Florida is home to the third largest reef system in the world. It runs 192 miles from Virginia Key in Biscayne Bay all the way to the uninhabited Dry Tortugas in the Gulf of Mexico. Did I say tortugas? You won't want to miss the turtles, jelly fish, anemones, worms, crabs, rays, and colorful fish that populate this unique spot on the planet.
photo credit: santosh_shanmuga
The keys (or cays) were formed by ocean currents transporting loose sediment across the surface of reefs, then roads and bridges were built. You'll find one of the best snorkeling and marine adventures in Florida surrounding the Finger Reefs of Looe Key. As you follow the reef system from channel to channel you'll see changes in the marine life. The barrel sponges and enormous sea fans live in the deeper water and as you move to shallower depths, you'll see brain corals and elkhorn coral. Check the weather conditions and go when the waters are calm for the best snorkeling experience possible.
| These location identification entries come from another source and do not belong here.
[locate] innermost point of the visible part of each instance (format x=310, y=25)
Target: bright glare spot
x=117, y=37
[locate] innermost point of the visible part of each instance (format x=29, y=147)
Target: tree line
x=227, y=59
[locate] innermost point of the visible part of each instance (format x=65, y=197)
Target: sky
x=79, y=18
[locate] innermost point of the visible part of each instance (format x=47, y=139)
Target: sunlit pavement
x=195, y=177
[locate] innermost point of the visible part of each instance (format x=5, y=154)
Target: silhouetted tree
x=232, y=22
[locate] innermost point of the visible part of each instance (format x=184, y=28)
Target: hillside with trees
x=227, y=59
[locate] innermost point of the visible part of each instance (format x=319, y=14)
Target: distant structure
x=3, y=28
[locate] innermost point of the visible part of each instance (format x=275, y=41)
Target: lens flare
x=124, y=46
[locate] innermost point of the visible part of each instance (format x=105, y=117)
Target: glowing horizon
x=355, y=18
Looe Key offers some very good snorkeling near the shore but, as with the rest of the keys, the best snorkeling will be found a few miles off shore. You'll need a boat to get there. Grove Reef, off Big Pine Key, can only be visited through specially arranged charter boats. You can call ahead for information and reservations by contacting the Florida Keys National Marine Sanctuary.
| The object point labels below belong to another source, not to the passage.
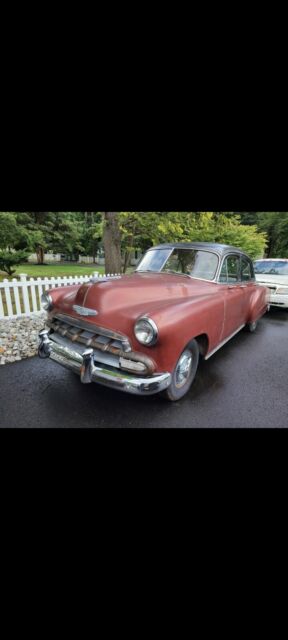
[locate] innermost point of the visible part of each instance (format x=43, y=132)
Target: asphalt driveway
x=243, y=385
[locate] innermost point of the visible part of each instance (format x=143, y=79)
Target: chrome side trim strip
x=224, y=342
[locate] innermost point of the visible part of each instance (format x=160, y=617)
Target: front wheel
x=184, y=373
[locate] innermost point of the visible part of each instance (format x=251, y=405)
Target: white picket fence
x=23, y=297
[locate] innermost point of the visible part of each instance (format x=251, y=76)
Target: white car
x=273, y=274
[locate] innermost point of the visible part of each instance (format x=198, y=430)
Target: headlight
x=282, y=290
x=46, y=301
x=146, y=331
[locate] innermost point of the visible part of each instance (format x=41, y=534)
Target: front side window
x=230, y=270
x=272, y=267
x=190, y=262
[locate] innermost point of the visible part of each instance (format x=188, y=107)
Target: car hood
x=265, y=278
x=132, y=293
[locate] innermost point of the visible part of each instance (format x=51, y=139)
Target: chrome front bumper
x=84, y=365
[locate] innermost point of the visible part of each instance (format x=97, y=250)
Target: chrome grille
x=109, y=347
x=101, y=339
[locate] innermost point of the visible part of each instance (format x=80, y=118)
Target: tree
x=10, y=234
x=112, y=242
x=92, y=232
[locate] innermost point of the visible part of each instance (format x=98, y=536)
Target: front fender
x=179, y=324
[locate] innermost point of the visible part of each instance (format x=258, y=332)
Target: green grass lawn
x=56, y=270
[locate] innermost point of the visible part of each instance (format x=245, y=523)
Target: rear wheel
x=184, y=373
x=251, y=326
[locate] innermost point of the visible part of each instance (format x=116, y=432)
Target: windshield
x=190, y=262
x=277, y=267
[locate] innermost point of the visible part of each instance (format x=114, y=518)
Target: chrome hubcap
x=183, y=369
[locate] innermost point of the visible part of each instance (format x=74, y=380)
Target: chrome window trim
x=187, y=275
x=224, y=342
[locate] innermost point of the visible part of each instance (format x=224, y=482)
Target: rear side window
x=247, y=273
x=230, y=270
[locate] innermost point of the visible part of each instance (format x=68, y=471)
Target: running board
x=224, y=342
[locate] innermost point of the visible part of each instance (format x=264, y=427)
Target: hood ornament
x=83, y=311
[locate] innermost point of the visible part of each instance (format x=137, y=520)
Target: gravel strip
x=19, y=337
Boating in the Florida Keys is a charmed experience. It's so much fun renting your own boat, looking for spots to explore, diving into the buoyant waters and observing the tropical fish, coral and even an occasional shipwreck. The Adolphus Busch, a 210 ft. ship that sank in 1998 is located in the Looe Key Reef. It rests in just 110 feet of crystal clear water, making it a fun discovery for snorkelers and divers alike.